U.S. Clean Water Act Settlement in Chicago to Reduce Sewage Overflows
Settlement with Metropolitan Water Reclamation District of Greater Chicago to reduce pollution from storm water runoff
The U.S. Environmental Protection Agency (EPA), the Department of Justice, and the state of Illinois announced a Clean Water Act settlement with the Metropolitan Water Reclamation District of Greater Chicago (MWRD) to resolve claims that untreated sewer discharges were released into Chicago area waterways during flood and wet-weather events.
The settlement will safeguard water quality and protect people’s health by capturing storm water and wastewater from the combined sewer system, which services the city of Chicago and 51 communities.
“The settlement will prevent polluted storm water runoff from flowing through Chicago-area neighborhoods and into local waterways,” said Cynthia Giles, assistant administrator for EPA’s Office of Enforcement and Compliance Assurance. “Combining innovative storm water management practices, like rain gardens, with necessary infrastructure overhauls will protect peoples’ health and provide area residents with improved recreational opportunities.”
Under the settlement, MWRD will work to complete a tunnel and reservoir plan to increase its capacity to handle wet-weather events and address combined sewer overflow discharges. The project will be completed in a series of stages in 2015, 2017 and 2029.

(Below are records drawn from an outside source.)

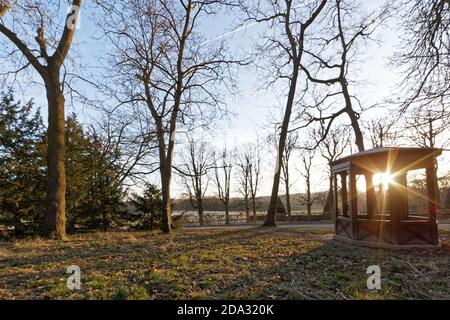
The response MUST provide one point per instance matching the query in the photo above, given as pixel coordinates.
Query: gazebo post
(344, 195)
(398, 205)
(370, 195)
(432, 203)
(354, 204)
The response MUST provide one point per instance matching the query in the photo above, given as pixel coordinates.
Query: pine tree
(22, 169)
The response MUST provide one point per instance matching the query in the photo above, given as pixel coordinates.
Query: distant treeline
(262, 203)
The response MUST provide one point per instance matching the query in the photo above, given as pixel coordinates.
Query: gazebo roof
(385, 159)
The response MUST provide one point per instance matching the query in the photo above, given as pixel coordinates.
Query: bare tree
(331, 148)
(222, 178)
(160, 61)
(126, 136)
(197, 160)
(289, 22)
(382, 132)
(244, 165)
(428, 130)
(308, 199)
(424, 57)
(290, 147)
(46, 54)
(341, 36)
(255, 175)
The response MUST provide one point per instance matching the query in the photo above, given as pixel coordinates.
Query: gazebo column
(432, 203)
(354, 205)
(398, 205)
(344, 195)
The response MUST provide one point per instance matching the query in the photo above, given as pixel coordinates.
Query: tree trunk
(55, 222)
(329, 204)
(288, 201)
(227, 214)
(308, 198)
(271, 212)
(200, 212)
(254, 208)
(247, 209)
(166, 212)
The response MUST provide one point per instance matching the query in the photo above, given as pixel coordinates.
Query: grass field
(218, 264)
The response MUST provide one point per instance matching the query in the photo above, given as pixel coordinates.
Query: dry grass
(217, 264)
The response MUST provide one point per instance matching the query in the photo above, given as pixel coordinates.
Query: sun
(384, 179)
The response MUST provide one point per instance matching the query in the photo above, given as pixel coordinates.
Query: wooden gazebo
(382, 215)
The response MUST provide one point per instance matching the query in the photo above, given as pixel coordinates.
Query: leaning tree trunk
(55, 222)
(254, 208)
(247, 209)
(288, 201)
(227, 214)
(166, 212)
(201, 212)
(271, 212)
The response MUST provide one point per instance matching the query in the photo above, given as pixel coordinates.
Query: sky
(253, 112)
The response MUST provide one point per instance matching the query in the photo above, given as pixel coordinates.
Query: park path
(442, 226)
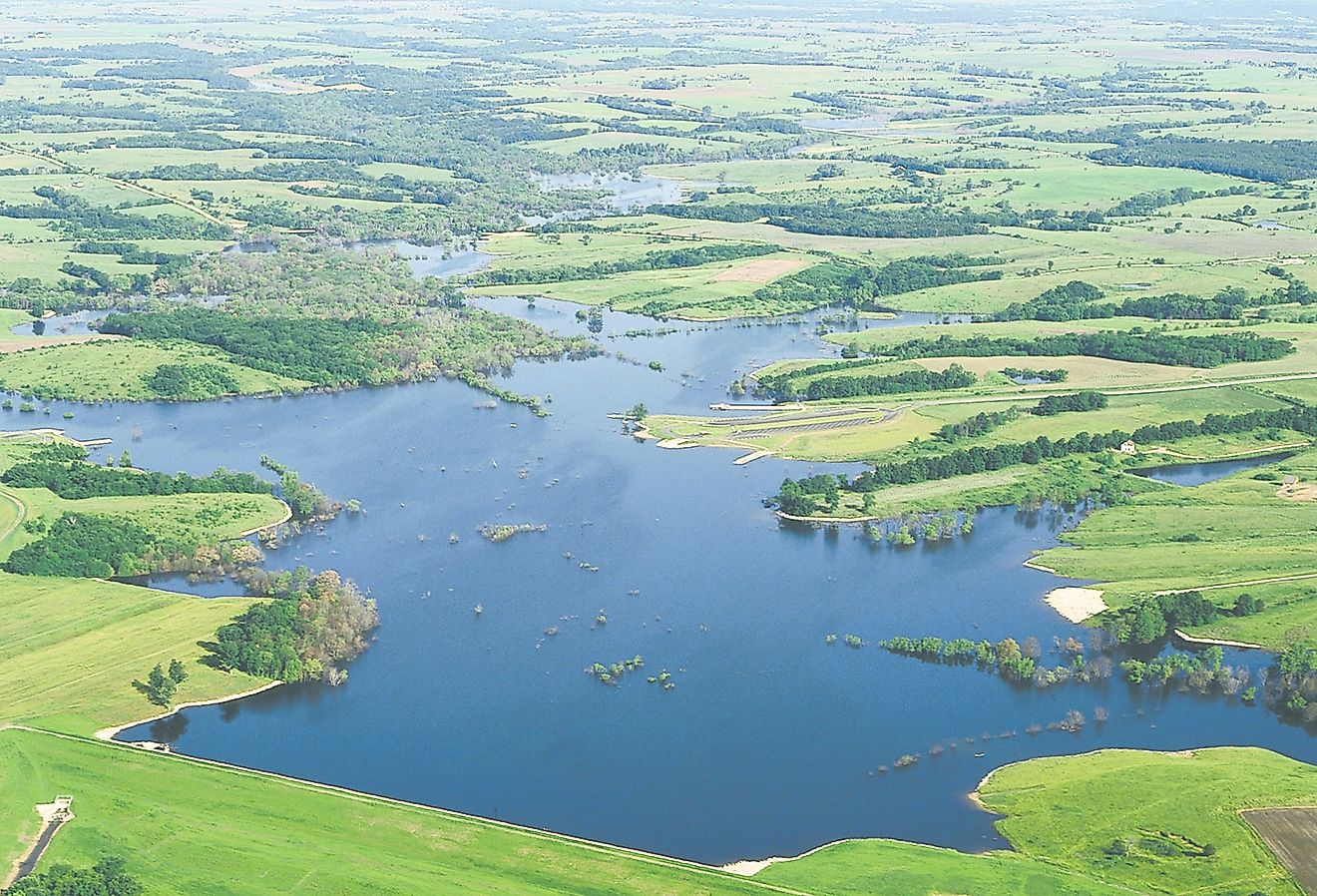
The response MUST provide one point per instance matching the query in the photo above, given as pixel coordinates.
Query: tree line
(892, 383)
(658, 259)
(1134, 344)
(1078, 300)
(312, 626)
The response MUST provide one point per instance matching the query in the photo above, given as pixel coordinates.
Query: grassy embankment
(185, 519)
(119, 369)
(1062, 816)
(1241, 529)
(71, 649)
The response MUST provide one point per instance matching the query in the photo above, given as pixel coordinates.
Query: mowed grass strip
(118, 369)
(1074, 808)
(198, 829)
(71, 649)
(1292, 835)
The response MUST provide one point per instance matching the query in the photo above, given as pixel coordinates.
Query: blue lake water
(772, 740)
(1192, 475)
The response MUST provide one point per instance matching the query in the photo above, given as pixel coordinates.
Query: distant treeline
(1275, 161)
(658, 259)
(781, 387)
(1058, 374)
(87, 546)
(916, 219)
(1079, 300)
(327, 352)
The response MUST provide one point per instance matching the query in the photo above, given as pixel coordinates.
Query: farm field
(1249, 527)
(73, 650)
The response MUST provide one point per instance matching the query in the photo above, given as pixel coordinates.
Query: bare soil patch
(761, 270)
(1299, 492)
(1292, 835)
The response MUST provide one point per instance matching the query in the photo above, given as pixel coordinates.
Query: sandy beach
(1077, 604)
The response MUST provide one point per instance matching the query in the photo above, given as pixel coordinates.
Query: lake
(770, 742)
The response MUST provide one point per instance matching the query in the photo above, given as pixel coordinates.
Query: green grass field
(115, 369)
(70, 650)
(1234, 530)
(1073, 809)
(1061, 814)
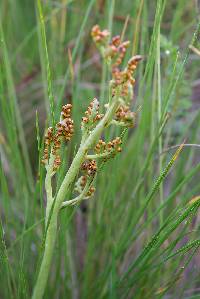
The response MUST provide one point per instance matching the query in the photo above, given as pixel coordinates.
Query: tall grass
(139, 236)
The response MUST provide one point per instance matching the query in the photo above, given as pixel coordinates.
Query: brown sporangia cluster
(80, 185)
(125, 115)
(114, 52)
(90, 167)
(110, 149)
(53, 139)
(92, 115)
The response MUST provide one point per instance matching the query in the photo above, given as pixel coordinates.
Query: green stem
(68, 180)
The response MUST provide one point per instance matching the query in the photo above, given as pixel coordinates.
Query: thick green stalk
(68, 180)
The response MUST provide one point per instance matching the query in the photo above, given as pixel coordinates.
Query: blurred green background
(123, 243)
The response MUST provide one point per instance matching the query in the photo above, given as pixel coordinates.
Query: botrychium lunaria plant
(92, 146)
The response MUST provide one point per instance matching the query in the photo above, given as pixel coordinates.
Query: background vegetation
(139, 236)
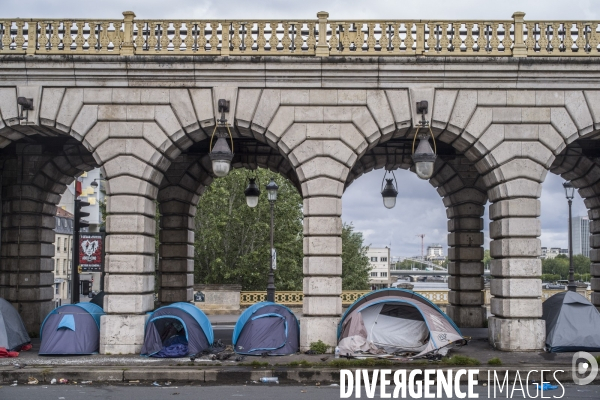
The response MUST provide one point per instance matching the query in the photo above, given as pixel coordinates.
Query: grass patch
(494, 361)
(369, 362)
(319, 347)
(460, 360)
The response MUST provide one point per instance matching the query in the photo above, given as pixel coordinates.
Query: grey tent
(572, 323)
(397, 321)
(177, 330)
(266, 327)
(71, 329)
(12, 330)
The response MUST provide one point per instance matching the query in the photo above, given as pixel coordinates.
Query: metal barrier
(294, 298)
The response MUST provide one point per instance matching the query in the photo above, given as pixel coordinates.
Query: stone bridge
(321, 102)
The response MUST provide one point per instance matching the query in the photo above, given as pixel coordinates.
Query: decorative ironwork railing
(320, 37)
(294, 298)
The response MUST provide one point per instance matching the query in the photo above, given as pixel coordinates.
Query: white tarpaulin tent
(396, 321)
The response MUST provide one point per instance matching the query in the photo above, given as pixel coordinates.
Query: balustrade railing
(321, 37)
(294, 298)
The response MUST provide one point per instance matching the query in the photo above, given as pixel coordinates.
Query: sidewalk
(293, 369)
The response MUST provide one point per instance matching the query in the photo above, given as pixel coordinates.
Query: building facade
(94, 196)
(435, 253)
(63, 254)
(379, 276)
(581, 235)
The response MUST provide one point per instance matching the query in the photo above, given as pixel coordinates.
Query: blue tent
(177, 330)
(266, 328)
(71, 329)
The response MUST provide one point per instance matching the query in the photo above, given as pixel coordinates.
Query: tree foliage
(232, 241)
(559, 266)
(355, 263)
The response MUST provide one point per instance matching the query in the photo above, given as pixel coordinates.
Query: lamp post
(252, 193)
(389, 191)
(221, 155)
(424, 156)
(272, 197)
(569, 194)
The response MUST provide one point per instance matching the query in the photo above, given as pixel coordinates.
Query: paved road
(254, 392)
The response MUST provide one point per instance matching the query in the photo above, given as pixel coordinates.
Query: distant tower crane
(422, 236)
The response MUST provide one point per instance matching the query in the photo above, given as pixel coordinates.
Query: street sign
(91, 252)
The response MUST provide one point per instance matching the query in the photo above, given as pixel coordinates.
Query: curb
(246, 375)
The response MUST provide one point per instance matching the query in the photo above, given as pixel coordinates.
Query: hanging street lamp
(424, 157)
(569, 194)
(272, 197)
(389, 192)
(252, 193)
(221, 155)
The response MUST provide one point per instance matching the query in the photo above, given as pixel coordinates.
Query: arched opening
(464, 196)
(35, 172)
(209, 235)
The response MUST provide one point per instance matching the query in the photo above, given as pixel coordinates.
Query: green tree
(355, 263)
(232, 242)
(558, 265)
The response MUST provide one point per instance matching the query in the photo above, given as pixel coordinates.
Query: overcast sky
(257, 9)
(420, 209)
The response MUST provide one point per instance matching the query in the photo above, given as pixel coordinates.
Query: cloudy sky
(420, 209)
(375, 9)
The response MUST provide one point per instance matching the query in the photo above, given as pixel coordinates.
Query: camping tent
(177, 330)
(266, 328)
(12, 330)
(71, 329)
(572, 323)
(394, 321)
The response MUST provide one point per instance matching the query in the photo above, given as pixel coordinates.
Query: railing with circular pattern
(294, 298)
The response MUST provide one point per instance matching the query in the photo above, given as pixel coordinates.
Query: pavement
(250, 392)
(293, 369)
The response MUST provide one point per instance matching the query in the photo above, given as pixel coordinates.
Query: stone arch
(464, 195)
(178, 196)
(35, 173)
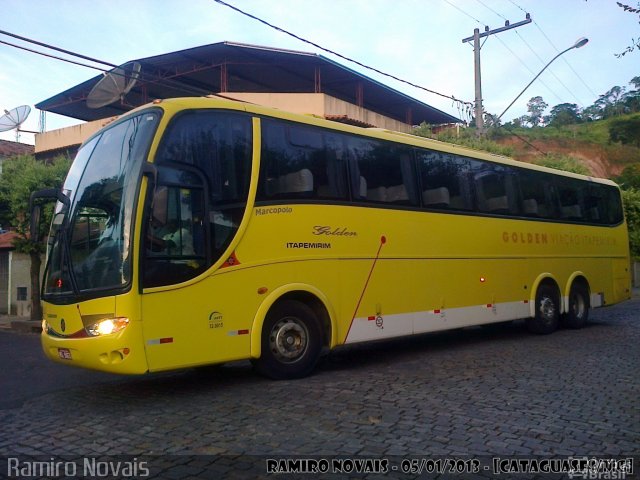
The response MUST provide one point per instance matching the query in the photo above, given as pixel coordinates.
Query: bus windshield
(91, 241)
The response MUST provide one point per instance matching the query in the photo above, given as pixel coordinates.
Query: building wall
(58, 141)
(62, 138)
(321, 105)
(15, 278)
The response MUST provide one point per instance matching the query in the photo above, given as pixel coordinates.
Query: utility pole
(476, 62)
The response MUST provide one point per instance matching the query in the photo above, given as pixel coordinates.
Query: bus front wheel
(291, 341)
(547, 312)
(578, 313)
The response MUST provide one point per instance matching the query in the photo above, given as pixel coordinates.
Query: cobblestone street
(472, 392)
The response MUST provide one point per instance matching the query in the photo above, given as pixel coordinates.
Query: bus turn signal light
(107, 326)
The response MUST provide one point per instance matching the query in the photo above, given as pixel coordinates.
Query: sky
(417, 40)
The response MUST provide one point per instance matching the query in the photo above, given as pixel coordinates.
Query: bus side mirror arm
(35, 209)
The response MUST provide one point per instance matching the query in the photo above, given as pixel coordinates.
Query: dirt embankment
(596, 158)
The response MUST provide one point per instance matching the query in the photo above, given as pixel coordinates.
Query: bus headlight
(107, 326)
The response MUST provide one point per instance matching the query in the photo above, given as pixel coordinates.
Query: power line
(489, 8)
(55, 57)
(145, 77)
(297, 37)
(57, 49)
(557, 50)
(518, 6)
(550, 71)
(528, 68)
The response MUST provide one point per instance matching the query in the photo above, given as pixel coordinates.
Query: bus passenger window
(444, 180)
(176, 240)
(300, 162)
(385, 172)
(570, 195)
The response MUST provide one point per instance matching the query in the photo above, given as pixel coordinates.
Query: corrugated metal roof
(14, 149)
(234, 67)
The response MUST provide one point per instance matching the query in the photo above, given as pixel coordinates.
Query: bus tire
(578, 313)
(547, 311)
(291, 341)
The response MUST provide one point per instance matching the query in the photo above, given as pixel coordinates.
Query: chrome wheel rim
(289, 340)
(547, 309)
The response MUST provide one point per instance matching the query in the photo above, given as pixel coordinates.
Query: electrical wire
(565, 60)
(144, 77)
(332, 52)
(491, 9)
(557, 50)
(525, 65)
(55, 57)
(550, 71)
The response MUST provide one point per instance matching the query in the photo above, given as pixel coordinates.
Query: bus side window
(299, 162)
(570, 196)
(384, 171)
(176, 237)
(444, 181)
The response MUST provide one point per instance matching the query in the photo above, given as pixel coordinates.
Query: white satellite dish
(14, 118)
(114, 85)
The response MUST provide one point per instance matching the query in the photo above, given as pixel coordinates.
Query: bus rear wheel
(578, 313)
(547, 311)
(291, 341)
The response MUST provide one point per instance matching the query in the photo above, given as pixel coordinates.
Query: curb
(26, 326)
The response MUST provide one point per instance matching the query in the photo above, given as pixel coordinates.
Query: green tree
(564, 114)
(631, 203)
(630, 177)
(625, 130)
(21, 176)
(536, 107)
(631, 99)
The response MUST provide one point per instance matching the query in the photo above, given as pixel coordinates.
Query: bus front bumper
(122, 352)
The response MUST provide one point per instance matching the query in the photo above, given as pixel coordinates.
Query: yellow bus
(201, 231)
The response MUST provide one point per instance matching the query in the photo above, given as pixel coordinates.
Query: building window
(22, 294)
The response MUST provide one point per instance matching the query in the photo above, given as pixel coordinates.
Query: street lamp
(581, 42)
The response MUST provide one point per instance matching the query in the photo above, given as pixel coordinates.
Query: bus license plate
(64, 353)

The settlement also requires MWRD to control trash and debris in overflows using skimmer boats to remove debris from the water so it can be collected and properly managed, making waterways cleaner and healthier. MWRD is required to implement a green infrastructure program that will reduce storm water runoff in areas serviced by MWRD by distributing rain barrels and developing projects to build green roofs, rain gardens, or use pervious paving materials in urban neighborhoods. MWRD has agreed to pay a civil penalty of $675,000.
Raw sewage contains pathogens that threaten public health, leading to beach closures and public advisories against fishing and swimming. This problem particularly affects older urban areas where minority and low-income communities are often located.
Keeping raw sewage and contaminated stormwater out of the waters of the U.S. is one of EPA’s National Enforcement Initiatives for 2011 to 2013. The initiative focuses on reducing discharges from sewer overflows by obtaining cities’ commitments to implement timely, affordable solutions to these problems, including the increased use of green infrastructure and other innovative approaches.